While the soccer and tennis courts benefit from lighting fixtures, the softball and baseball stadiums remain dark after the end of the day. What is the reasoning behind this difference? 

The choice to place lights on athletic facilities is more than just about extending playing hours. It is the result of complex challenges ranging from costs to community impact.  

Interviews with key individuals, including coaches and university administrators, provided a clearer picture. 

Head Softball Coach Shannon Padula sees upsides and downsides of the field having lights.  

“I think there's pros and cons to it. I think obviously pros we can have you know later games. We don't have to worry about, especially in early March when our season starts off to worry about moving up games to make sure we have enough daylight. The cons are also colder [could?] we have later practices we’d also probably rent out a lot more so that we would have to kind of navigate around that,” said Padula. 

Coach Padula's feelings highlight the complex quality of the issue, where advantages must be weighed against challenges. 

On the baseball front, Assistant Coach David Alvarez sees only the upside of night games, suggesting that he is willing to take charge of a petition for baseball field lighting.  

“Yeah, I would start one,” said Alverez. 

Katie Barnes, Provost of Neumann University, elaborates on the university’s decision to leave the softball and baseball fields without lighting.  

“My understanding is that when these fields were built all your games were early daytime and there was no reason to have lights and [also to] be considerate to the sisters of St. Francis and other neighbors,” she said. 

The initial layout of the turf field and tennis courts were originally designed with lights.  

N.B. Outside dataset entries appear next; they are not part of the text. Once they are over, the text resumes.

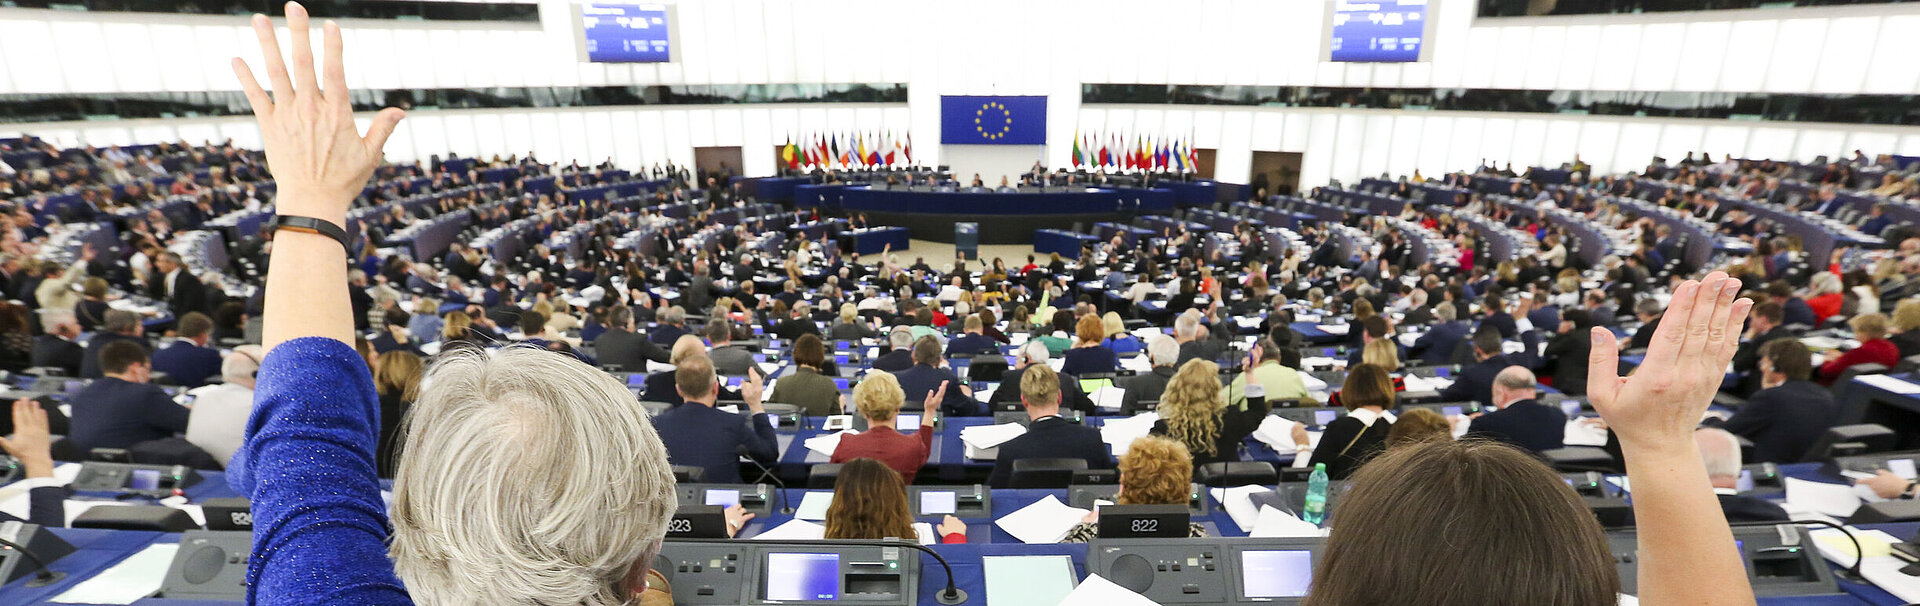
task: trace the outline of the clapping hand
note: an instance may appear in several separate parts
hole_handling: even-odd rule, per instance
[[[920,402],[921,410],[940,410],[940,403],[947,401],[947,382],[941,381],[940,388],[927,392],[927,399]]]
[[[1665,450],[1693,444],[1694,427],[1720,389],[1740,345],[1740,327],[1753,309],[1752,300],[1734,299],[1739,292],[1739,280],[1717,271],[1704,281],[1681,283],[1646,360],[1628,377],[1618,375],[1613,332],[1593,329],[1587,397],[1623,447]]]
[[[13,401],[13,438],[0,438],[0,449],[20,460],[29,478],[53,477],[53,435],[47,411],[31,398]]]
[[[347,98],[346,70],[341,65],[340,26],[322,26],[326,52],[326,88],[322,90],[313,64],[307,9],[288,2],[287,30],[293,36],[293,69],[280,59],[280,41],[266,15],[254,15],[253,32],[267,68],[272,96],[254,80],[253,69],[233,58],[233,73],[260,124],[267,165],[279,183],[276,200],[282,214],[314,217],[339,224],[347,205],[373,176],[380,164],[380,148],[405,112],[387,108],[374,116],[361,136],[353,123],[353,105]]]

Barnes explains that these facilities were intended for rental purposes and need longer hours of operation to serve a variety of user groups. 

To get lights for other fields, an organized approach is needed, she said.  

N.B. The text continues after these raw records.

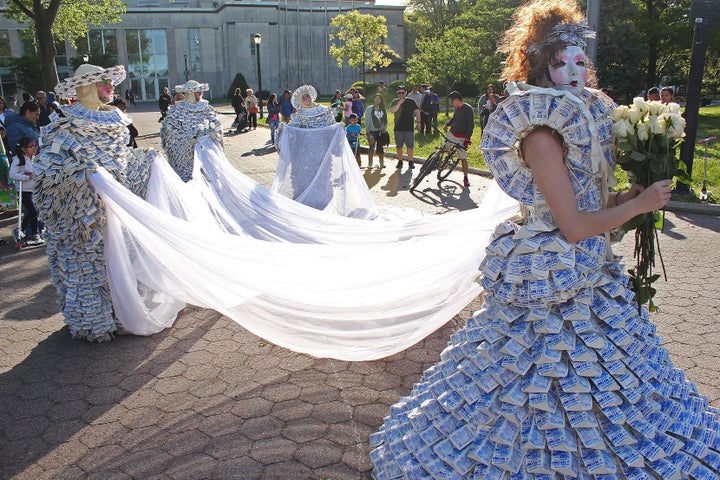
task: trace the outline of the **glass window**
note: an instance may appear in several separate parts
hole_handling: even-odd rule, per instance
[[[168,84],[165,30],[126,30],[128,77],[138,99],[155,100]]]

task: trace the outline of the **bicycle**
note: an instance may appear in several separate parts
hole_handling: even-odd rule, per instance
[[[433,152],[428,156],[425,163],[423,163],[423,166],[420,167],[420,171],[413,180],[410,191],[415,191],[418,185],[420,185],[420,182],[422,182],[434,169],[437,169],[438,181],[442,182],[449,177],[460,162],[460,157],[457,155],[458,148],[467,150],[464,145],[453,142],[443,135],[443,142],[435,147],[435,150],[433,150]]]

“Have the teams make a request in writing, what is your rationale, can you create a revenue stream, is the revenue enough to pay for trainers, and staff to cover the night games and cost of the electricity?” said Barnes. 

Most importantly, the possibility of implementing this sort of task depends on the ability of the facility to bring in funds to pay for itself. 

“The length of time would be related to cost, availability of the product, and installer availability. This would need to be a part of the capital budget planning process,” said Barnes. 

Although lighting baseball and softball fields sounds ideal, it is easier said than done.  

Based on industry standards, the installation costs present a significant financial hurdle.  

The statistics from Sports Venue Calculator indicate that, depending on the size and competition level of the ballpark, the installation costs of a new softball LED lighting system will be between $135,000 – $350,000.  

The completion timeline is further impacted by the practical difficulties of product availability and installation schedule. All told, it means Neumann softball and baseball won’t have lights any time soon.